DES MOINES — “If you have no plan, no will, that’s an issue,” Jim Harvey, of Heartland Financial Resource Group in West Des Moines, told a group of farmers on the sidelines of the Iowa Power Farming Show here Jan. 31.
The presentation seemed particularly relevant in an era when half of all active farmers are over age 55. Families and individuals filled the meeting room in hopes of learning more about farm transition planning.
“Making a decision to start can be the most important step,” Harvey said.
The nature of family farms can complicate the process, said John Baker, an attorney and administrator at Iowa State University’s Beginning Farmer Center.
“We have to look at [farm transitions] from a business point of view, not a family point of view,” he said.
Baker said in cases where the farm or farming duties are being passed to a family member, the farmer transitioning out of control may be reluctant to approach the move from a legal angle, avoiding contracts in favor of a verbal agreement and handshake instead. But, Baker warns, this approach can lead to problems down the road.
“Family trees never change, but if we had a business together, at some point the roles change,” Baker said. “That’s what we’re talking about, a planned change of the organization charts. Other businesses use these techniques and are successful at it.
“This is not rocket science. There’s no magic way of doing things. Every family is different. … A lot of family choices are emotional, but when I’m thinking about investments, that’s a rational decision.”
Harvey uses the following process for helping families plan:
- Specific goal setting — Establish what the older farmer wishes for his or her operation and set a desired timeline for transition.
- Data collection — Collect relevant documents, create an assets and liabilities list and review all operational agreements already in existence.
- Plan design — Involve legal and tax advisors in the process, confirm goals, complete a current estate tax analysis and review all documents.
- Plan implementation — Draft transition documents and plan ahead for future funding needs (what your income in retirement will be, for example). Involve all necessary advisors, family members and farm employees in this stage.
- Ongoing monitoring — Once the plan is in place, monitor its success over time. Verify goals and objectives are met and that it continues to fulfill the needs of those involved.
“Most of the time we know how to get into business, but we may not know how to get out,” Harvey said.
Teresa Opheim, formerly with Practical Farmers of Iowa, offered her thoughts on farm transitions in a recent column in Lee Agri-Media’s Agri-View publication.

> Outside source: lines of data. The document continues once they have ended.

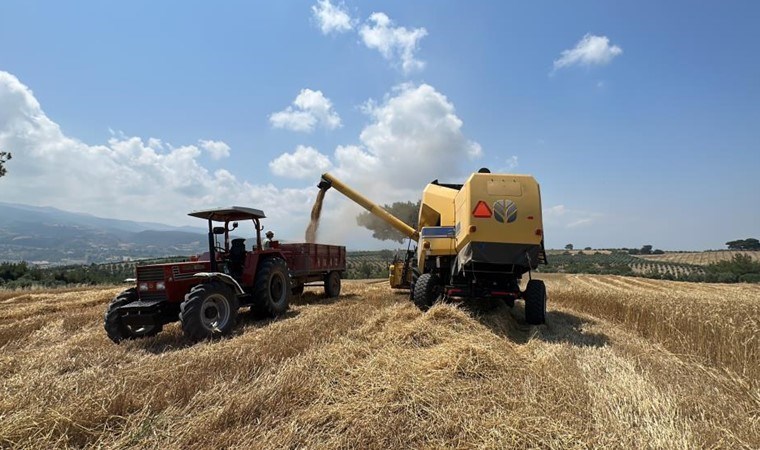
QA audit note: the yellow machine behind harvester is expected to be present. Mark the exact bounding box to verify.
[319,169,546,324]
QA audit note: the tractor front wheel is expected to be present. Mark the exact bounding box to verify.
[523,280,546,325]
[412,273,443,311]
[325,272,340,298]
[103,288,162,344]
[253,257,291,316]
[179,282,239,341]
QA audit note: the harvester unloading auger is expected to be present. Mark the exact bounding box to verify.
[318,169,546,324]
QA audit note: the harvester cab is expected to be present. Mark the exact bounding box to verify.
[319,169,546,324]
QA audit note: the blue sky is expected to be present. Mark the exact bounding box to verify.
[0,0,760,249]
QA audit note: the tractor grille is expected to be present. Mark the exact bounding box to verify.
[137,267,164,281]
[140,291,166,302]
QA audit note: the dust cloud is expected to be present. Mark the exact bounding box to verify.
[306,189,327,244]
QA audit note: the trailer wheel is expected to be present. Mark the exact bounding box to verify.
[252,257,291,316]
[523,280,546,325]
[413,273,443,311]
[325,271,340,298]
[103,288,162,344]
[179,283,239,341]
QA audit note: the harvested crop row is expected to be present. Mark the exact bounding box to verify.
[0,279,760,448]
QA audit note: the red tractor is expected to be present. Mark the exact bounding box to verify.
[104,206,346,343]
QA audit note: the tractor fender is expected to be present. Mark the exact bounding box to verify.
[193,272,245,295]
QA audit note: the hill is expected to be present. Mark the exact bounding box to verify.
[0,203,207,265]
[0,275,760,449]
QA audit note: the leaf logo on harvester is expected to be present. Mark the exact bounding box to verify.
[493,200,517,223]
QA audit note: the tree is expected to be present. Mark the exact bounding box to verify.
[356,201,420,243]
[0,152,12,177]
[726,238,760,250]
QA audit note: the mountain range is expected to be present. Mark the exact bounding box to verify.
[0,202,207,265]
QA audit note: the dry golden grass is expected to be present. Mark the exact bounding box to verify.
[635,250,760,266]
[0,276,760,449]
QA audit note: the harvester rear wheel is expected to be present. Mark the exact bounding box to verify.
[103,288,162,344]
[523,280,546,325]
[251,257,291,316]
[179,282,239,341]
[325,272,340,297]
[412,273,443,311]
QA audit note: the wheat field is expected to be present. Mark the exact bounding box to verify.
[636,250,760,266]
[0,274,760,449]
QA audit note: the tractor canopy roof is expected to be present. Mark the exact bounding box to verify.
[188,206,266,222]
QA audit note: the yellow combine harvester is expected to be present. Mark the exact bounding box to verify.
[319,169,546,324]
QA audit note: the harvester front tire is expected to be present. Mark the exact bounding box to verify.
[523,280,546,325]
[412,273,443,311]
[103,288,162,344]
[252,257,291,316]
[179,282,239,341]
[325,272,340,298]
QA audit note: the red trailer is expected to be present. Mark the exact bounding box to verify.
[104,206,346,343]
[273,243,346,297]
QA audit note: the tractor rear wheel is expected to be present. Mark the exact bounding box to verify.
[325,271,340,298]
[103,288,162,344]
[179,282,239,341]
[523,280,546,325]
[412,273,443,311]
[252,257,291,316]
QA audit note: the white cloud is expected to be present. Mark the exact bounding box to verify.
[0,71,316,232]
[269,145,331,179]
[270,84,482,243]
[311,0,354,34]
[554,34,623,71]
[543,205,604,228]
[359,12,427,74]
[197,140,230,163]
[269,89,341,133]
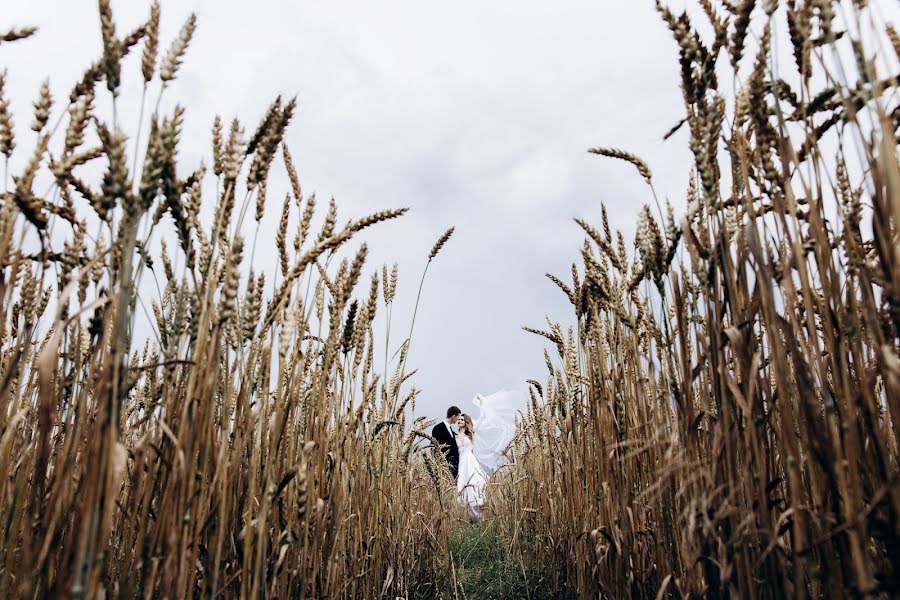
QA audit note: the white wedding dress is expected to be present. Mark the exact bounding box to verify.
[456,433,487,509]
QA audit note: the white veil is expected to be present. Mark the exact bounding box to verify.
[472,390,524,474]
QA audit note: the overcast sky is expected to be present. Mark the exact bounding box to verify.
[0,0,690,416]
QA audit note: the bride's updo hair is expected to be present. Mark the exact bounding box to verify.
[459,414,475,441]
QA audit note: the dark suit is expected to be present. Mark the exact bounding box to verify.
[431,421,459,479]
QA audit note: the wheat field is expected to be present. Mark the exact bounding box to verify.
[0,0,900,598]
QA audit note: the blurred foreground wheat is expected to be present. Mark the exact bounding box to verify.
[493,0,900,598]
[0,0,460,598]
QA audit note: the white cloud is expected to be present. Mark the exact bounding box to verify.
[0,0,688,416]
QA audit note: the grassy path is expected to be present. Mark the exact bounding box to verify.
[450,519,553,600]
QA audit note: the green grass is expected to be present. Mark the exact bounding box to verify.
[450,520,556,600]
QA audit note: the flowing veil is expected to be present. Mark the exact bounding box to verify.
[472,390,524,475]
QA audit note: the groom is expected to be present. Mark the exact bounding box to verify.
[431,406,462,480]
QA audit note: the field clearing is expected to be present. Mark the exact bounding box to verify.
[0,0,900,599]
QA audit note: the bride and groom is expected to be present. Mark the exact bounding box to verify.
[431,406,487,519]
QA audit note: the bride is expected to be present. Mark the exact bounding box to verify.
[456,414,487,520]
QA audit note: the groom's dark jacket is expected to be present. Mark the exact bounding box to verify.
[431,421,459,479]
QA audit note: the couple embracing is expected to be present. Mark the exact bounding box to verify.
[431,406,487,520]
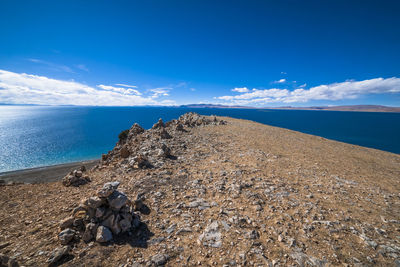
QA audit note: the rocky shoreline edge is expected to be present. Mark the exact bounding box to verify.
[0,159,100,184]
[0,113,400,267]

“Farm transfer is tricky. Often it’s better to have an independent facilitator for family meetings or discussions, to help work through farm transfer,” she said. “Start by listening — fully listening — without thinking about what to say next.”
After all the talk of planning and tough decision making, Baker pointed out a final truth about families.
“Whether or not the business continues, it’s equally important the family can sit down at Thanksgiving together and celebrate,” he said. “When we talk about the value of the asset, we can measure in dollars and cents, but there’s also a lot of things that we can’t put a value on.”